茨城県に住む藤千恵さん(32)の二女・直美ちゃん(3)は、生後間もなく難聴と診断された。原因は、母の千恵さんが妊娠中に初めてサイトメガロウイルスにかかったこととみられている。
藤千恵さん「上の子がいたので、上の子の食べ残しを(自分が)食べていたりだとか、食器の共有をしてしまっているところもあった」
いま直美ちゃんは、両耳に人工内耳を埋め込む手術をして音を聞き取っている。発達は遅めだが、元気に育ち、保育園にも通っている。

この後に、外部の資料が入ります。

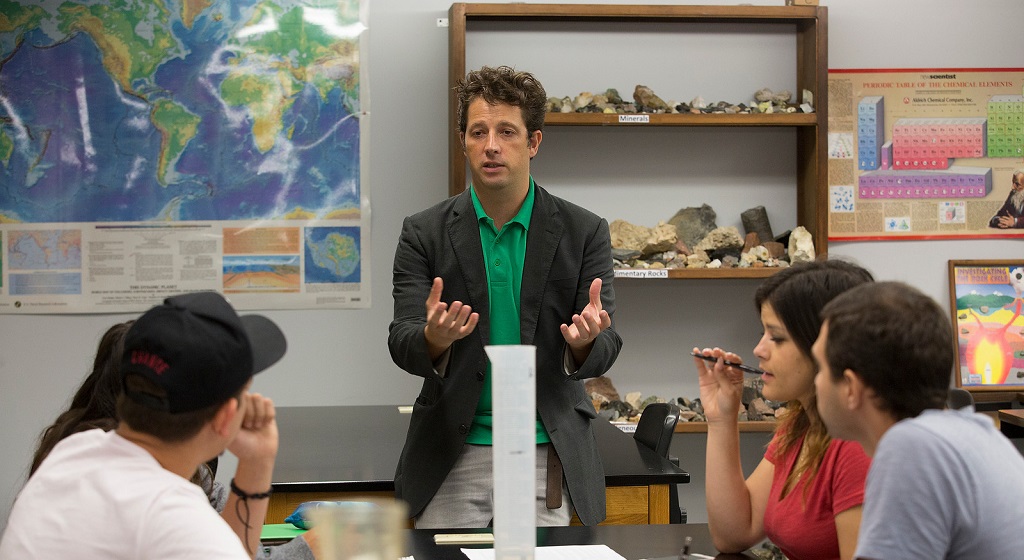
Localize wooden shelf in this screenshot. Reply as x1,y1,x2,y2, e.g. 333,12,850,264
449,3,828,255
544,113,817,128
676,421,777,434
452,3,817,24
614,267,782,282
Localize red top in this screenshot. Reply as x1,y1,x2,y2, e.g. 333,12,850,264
764,437,871,560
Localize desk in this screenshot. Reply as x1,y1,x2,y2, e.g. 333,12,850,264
266,405,690,524
409,523,755,560
999,408,1024,439
264,523,754,560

藤千恵さん「(予防法を)知っていれば、この子が聴覚に障害をもって生まれることもなかっただろうし、すごくそこは後悔しています」
藤さんは、4年前に設立された「トーチの会」という患者の会に参加して、ホームページで正しい知識を伝えたり、パンフレットを配るなどして、妊婦さんへ注意を呼びかける活動をしている。
■検査の保険適用、準備進む
サイトメガロウイルスの感染については、厚労省が基準とする妊婦健診の項目には入っていないため、多くの病院では、検査は積極的には行われていない。妊婦に免疫があるかを調べる検査はあるのだが、それが妊娠中に感染したものかどうかを調べる検査方法がしっかり確立されていないためだ。
生まれてきた赤ちゃんについて、胎内で感染したかどうかを調べる検査はある。ただ、対象となるのは感染が疑われる赤ちゃんで、医師が必要と認めた場合に、厚労省の研究班が研究として検査を行っている。これは保険が適用されないため、今後は全国どこの医療機関でも保険適用で検査できるように準備を進めているそうだ。
感染しても全員に症状が出るわけではないが、後から症状が出るケースもあり、長崎大学病院の森内浩幸教授は、早い段階で感染していることが分かれば、早期に薬を投与することで難聴などの症状を軽くできる可能性があり、また、補聴器を使ったり、人工内耳を埋め込む手術が適切な時期にできたりするなど、プラスの事が多いと話している。
■正しく知り、正しく恐れる
きょうのポイントは「正しく知り、正しく恐れる」。今回取材した藤さんたちは、予防法を知っていれば防げたという「同じ悔しさを味わう親子を減らしたい」と活動している。感染症のことを正しく知り、正しく恐れて、妊婦さん自らが予防することが大切だ。